Asylsøker: Documentary photography about asylum seekers. Can't have too much documentary or too much photography, and the subject matter is very politically correct to boot.
Måtehold i grådighetens tid (Temperance in the Age of Greed): well, based on all of the above information this should be food for thought and very appropriate for yours truly...
if I can only find the time for reading it.
I am now a professional photographer! I actually sold a picture! After coming across it on flicr, Susan O'Hanlon fine stationery contacted me to ask if they could use my picture "that pink feeling" for a greeting card.
And check this out:
Cards have actually been printed, and hopefully will be on sale in stores in Britain soon! I'm expecting a life in luxury living off the royalties from now on. Ok, maybe not. But who knows, maybe in a year's time there will be enough for a coffee or something similar (actually I got an advance that will amount to quite a lot of cups of coffee. Maybe ten or twenty. So no complaints there!). Doesn't matter, the important thing is now I'm a professional photographer. Check! Next goal: become a published author. Preferably without having to self-publish, but if needs must...
Yes indeed. After pregnancy comes motherhood (God willing). This shouldn't come as a surprise to any of you, let alone me, and yet I found myself completely and utterly unprepared for the whole motherhood thing. In the last stages of pregnancy I spent quite a lot of time thinking about the upcoming labour- as one does- and not a lot thinking about what comes after.

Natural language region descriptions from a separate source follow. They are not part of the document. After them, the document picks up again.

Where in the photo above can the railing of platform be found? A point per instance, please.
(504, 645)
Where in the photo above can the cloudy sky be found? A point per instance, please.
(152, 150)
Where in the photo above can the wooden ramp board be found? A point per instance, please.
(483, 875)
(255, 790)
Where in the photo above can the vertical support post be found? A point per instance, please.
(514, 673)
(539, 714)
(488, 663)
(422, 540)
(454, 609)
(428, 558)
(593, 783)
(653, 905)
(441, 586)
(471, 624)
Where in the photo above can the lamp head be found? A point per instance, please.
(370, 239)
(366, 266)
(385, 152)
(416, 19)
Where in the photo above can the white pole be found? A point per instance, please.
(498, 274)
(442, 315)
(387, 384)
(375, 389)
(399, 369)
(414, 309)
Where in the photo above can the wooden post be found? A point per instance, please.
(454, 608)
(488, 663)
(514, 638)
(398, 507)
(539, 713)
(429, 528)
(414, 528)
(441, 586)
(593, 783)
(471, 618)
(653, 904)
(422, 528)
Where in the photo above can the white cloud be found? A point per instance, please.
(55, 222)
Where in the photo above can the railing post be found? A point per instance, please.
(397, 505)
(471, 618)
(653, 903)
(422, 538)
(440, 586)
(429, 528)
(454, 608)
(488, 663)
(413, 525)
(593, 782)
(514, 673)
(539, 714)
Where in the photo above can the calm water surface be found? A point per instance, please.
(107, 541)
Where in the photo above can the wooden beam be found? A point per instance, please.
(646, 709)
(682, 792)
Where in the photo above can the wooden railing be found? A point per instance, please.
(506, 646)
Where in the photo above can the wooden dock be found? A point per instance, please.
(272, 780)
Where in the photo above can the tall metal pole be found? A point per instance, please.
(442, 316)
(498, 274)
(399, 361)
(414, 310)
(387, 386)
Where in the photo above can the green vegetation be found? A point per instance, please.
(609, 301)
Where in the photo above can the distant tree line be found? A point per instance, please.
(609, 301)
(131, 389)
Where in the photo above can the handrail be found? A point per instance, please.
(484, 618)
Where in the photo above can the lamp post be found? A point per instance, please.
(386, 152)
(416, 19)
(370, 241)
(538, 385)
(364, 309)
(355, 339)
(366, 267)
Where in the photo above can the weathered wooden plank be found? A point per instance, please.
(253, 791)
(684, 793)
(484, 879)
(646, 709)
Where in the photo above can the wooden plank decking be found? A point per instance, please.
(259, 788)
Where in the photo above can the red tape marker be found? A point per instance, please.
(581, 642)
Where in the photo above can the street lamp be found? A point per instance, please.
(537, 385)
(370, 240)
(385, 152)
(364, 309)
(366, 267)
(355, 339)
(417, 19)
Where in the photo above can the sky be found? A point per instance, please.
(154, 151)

Some clever person in a maternity class said that labour is like a high mountain standing between the pregnant woman and life after birth, and I have to agree.
So labour. It was tough, but not tougher than expected. I didn't expect a walk in the park. Baby Oscar turned up a fortnight after his due date (on january 5th to be precise) after labour being induced (pretty much as anticipated) and was a very sturdy baby (pretty much as anticipated since the midwife had to plot the growth of the belly outside the graph paper in the last checkup) at 4,5 kg. Lovely, beautiful and nice smelling (pretty much as anticipated).

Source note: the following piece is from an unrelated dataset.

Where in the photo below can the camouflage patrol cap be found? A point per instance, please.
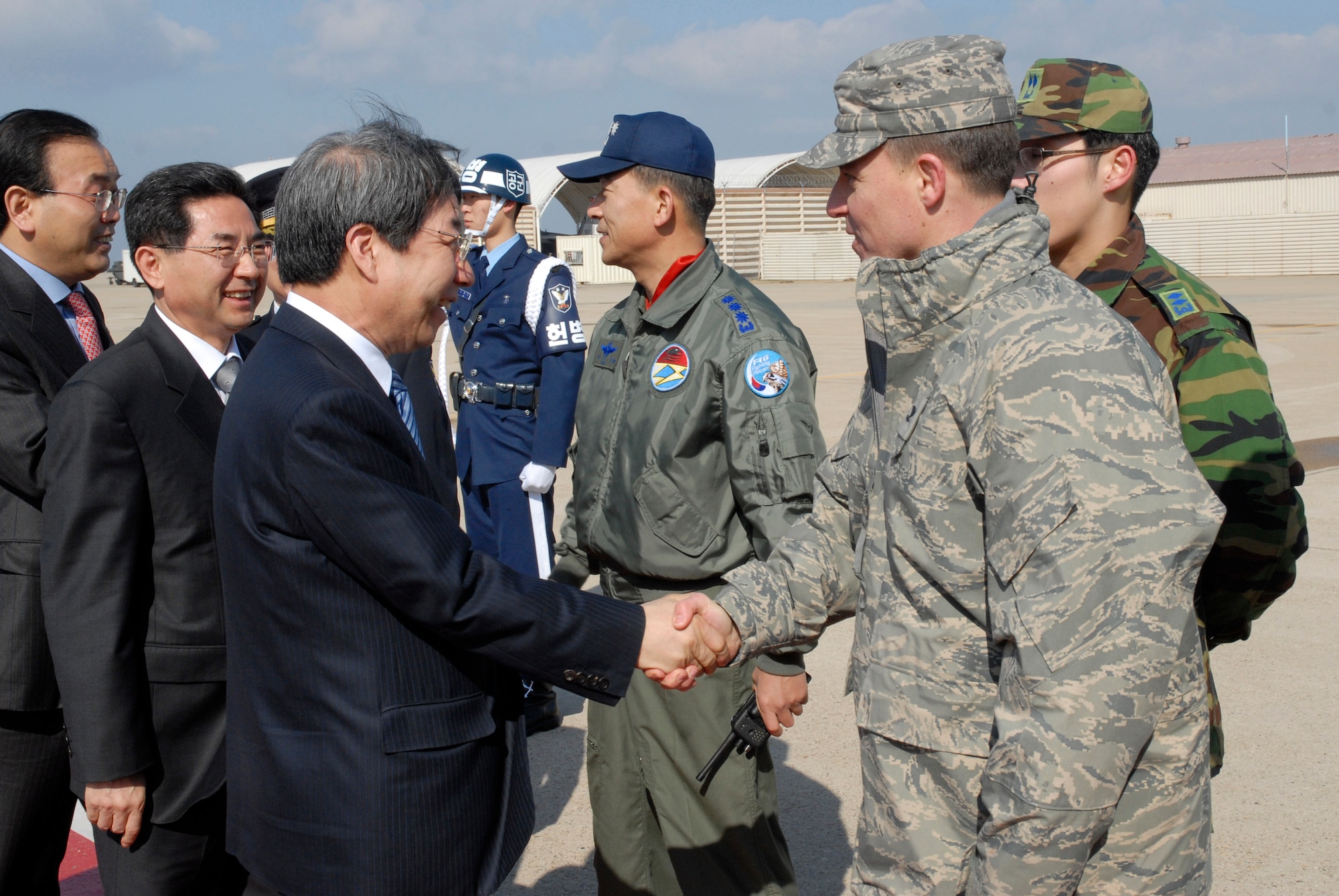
(1072, 95)
(922, 86)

But the whole motherhood thing: I want to say that no one told me it would be this tough, but I would be lying. Everyone told me, they all tell you, don't they, it's just that you aren't able to understand it. Oscar's seven weeks soon, and things are becoming less tough, but wowie! what a lot we've had to learn in the last two months and wowie kazowie! what a lot we're still not even close to mastering.
At least now I know how to change a nappy (not that hard actually), how to deal with mastitis (wear all the wool you can get your hands on to prevent it, massage your boobs a lot if you get it and if all else fails get antibiotics after the first day), how to tie a carrying shawl (I'd have to show you), the rules for storing breast milk in the fridge and/or freezer, how to dress and undress the baby and how to make my way around with a buggy. Still to learn: how to get him to settle down and have a good nights sleep without too much bribery and trickery. And about one million other things.